This is something I’ve been waiting to see collected for quite a while. Here we have one of the best writers in comics with a substantial run on “Batman” that was never collected outside of a couple crossover issues and a four issue sampler from several years back. What gives? I figured that it had to do with Brubaker’s defection to Marvel during his tenure on “Gotham Central,” but while reading this volume I started to think otherwise. Most of the stories here are pretty ordinary. You have Batman up against Zeiss, a new villain who can see things faster than normal and record combat moves with the goggles that pipe the images directly to his brain. That rivalry plays out over the course of this volume as the title character also has to deal with a loyal employee who turned to a life of crime, a childhood sweetheart who is now a budding mafioso, new revelations about his father, and Deadshot. Because why not?
All of this plays out in a pretty straightforward fashion with Batman being knocked metaphorically off balance by these new threats before dealing with them and going on to kick the bad guys in the head. Even the weirder stuff — an alien seeks sanctuary at a Gotham church, a Jokerized Santa runs riot through the city, an issue dedicated to exploring Batman’s status as an urban myth — plays out in ways that solidly conform to the “Batman” formula. Was Brubaker just unsuccessful in his attempts to find new angles on the character and his struggles, or is this an example of how a good writer can simply phone it in and turn out something decently readable with little effort? Thinking about it, that’s probably the most interesting question this book poses.

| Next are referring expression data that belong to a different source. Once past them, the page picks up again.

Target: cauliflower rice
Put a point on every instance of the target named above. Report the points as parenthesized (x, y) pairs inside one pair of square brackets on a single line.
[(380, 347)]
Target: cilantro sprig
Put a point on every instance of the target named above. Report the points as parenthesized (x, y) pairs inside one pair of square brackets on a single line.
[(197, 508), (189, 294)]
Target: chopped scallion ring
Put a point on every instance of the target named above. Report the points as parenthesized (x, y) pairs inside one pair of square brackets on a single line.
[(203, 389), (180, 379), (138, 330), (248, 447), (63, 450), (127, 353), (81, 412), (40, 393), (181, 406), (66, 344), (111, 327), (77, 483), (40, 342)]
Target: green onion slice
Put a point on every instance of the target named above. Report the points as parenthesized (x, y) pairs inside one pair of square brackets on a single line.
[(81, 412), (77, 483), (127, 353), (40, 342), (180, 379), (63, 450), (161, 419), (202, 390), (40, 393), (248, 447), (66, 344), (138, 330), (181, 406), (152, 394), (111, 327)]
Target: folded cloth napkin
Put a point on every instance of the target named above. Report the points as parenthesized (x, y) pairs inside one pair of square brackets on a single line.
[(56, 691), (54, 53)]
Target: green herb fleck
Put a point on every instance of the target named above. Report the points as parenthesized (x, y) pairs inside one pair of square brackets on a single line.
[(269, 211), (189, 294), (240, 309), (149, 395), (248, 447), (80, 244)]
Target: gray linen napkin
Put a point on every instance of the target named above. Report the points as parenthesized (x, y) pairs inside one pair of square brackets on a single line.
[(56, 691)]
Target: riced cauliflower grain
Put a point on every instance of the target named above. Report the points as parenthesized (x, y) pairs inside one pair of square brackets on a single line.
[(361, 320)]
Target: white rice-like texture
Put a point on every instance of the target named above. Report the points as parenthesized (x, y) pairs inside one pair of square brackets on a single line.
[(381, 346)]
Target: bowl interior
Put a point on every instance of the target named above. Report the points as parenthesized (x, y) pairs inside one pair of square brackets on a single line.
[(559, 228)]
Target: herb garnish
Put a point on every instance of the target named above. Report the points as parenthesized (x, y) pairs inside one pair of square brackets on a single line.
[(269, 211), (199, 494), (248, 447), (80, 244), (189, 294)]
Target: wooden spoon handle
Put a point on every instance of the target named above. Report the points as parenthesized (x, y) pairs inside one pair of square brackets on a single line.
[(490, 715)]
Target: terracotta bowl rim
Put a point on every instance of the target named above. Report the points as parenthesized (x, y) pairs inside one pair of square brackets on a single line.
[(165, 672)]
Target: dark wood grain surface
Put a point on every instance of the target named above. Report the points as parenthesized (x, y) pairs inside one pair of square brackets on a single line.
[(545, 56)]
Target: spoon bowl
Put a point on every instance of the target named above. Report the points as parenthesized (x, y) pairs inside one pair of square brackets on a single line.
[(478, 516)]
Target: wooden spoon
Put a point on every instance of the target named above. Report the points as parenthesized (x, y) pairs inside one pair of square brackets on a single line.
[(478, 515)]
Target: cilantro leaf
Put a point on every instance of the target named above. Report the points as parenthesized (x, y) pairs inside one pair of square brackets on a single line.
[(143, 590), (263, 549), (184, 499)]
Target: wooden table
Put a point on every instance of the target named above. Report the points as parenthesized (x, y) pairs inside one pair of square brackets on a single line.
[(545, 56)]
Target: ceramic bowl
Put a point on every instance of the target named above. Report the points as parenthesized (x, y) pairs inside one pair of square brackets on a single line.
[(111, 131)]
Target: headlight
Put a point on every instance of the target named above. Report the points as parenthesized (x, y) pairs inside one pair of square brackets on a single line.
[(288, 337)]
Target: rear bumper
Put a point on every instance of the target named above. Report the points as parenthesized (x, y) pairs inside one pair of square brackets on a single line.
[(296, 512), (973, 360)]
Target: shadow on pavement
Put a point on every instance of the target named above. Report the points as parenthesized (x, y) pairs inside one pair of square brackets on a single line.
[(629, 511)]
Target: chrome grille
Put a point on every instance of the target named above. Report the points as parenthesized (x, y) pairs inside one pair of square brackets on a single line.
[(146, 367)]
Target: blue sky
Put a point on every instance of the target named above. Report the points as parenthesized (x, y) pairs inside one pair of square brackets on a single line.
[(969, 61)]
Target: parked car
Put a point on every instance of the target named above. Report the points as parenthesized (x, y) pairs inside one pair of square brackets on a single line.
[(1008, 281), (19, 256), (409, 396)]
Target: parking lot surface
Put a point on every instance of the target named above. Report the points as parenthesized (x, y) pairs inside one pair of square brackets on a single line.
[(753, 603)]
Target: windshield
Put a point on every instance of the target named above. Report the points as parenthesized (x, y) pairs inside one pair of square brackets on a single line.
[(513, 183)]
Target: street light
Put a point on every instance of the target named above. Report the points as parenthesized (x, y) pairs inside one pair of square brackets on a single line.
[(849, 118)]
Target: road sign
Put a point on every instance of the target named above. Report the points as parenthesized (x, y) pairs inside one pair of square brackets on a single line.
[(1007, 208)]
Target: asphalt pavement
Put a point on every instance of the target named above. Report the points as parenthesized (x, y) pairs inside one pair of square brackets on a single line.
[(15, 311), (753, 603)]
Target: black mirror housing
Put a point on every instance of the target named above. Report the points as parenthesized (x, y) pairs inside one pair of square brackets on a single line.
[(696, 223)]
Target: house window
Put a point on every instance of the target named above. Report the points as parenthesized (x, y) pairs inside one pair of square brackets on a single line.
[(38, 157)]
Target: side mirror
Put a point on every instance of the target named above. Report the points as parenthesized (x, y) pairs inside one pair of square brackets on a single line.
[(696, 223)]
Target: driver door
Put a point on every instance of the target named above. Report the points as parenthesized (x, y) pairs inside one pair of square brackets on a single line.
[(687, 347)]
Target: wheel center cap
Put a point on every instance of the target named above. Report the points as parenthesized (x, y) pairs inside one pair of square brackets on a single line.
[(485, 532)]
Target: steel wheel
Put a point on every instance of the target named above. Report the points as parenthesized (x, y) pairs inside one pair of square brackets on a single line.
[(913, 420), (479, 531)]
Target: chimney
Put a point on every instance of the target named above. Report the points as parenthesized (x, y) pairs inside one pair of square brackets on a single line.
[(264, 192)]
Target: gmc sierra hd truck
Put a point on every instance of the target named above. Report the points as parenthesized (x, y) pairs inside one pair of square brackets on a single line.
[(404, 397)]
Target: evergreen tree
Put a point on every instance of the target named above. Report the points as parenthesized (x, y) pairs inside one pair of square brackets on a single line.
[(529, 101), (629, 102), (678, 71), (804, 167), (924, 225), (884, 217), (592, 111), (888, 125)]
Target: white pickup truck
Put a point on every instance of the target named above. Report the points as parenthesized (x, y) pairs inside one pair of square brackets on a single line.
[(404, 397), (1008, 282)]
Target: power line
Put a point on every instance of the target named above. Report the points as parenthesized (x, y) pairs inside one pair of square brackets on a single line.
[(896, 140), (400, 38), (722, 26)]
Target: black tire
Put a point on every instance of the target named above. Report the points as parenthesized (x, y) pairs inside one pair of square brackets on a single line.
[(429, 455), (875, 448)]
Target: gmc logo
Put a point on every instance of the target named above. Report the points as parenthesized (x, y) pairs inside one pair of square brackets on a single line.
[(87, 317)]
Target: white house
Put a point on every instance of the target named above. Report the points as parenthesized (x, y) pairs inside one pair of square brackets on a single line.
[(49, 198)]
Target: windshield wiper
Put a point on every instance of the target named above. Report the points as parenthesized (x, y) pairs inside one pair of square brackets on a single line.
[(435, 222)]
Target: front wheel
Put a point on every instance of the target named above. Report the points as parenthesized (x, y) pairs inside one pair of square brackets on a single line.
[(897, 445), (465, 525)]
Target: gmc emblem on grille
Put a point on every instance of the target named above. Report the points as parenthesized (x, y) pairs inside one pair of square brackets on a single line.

Making more of an effort is the artist for nearly all of the issues here, Scott McDaniel. He turns in some big, bold, high-energy work here that eschews a lot of the darkness you typically see in most “Batman” stories. It’s very distinctive work and I can’t help but think that it must’ve driven the noir-loving Brubaker nuts to work with an artist whose style was antithetical to the stories he likes to tell. The unpolished work from Stefano Gaudiano in the “Our Worlds at War” issue is more in line with what you’d expect to see in a story from this writer. It also (coincidentally, I’m sure) results in one of the better stories in this volume. Even so, this is the kind of collection that you’ll enjoy more the less demanding of a “Batman” fan you are.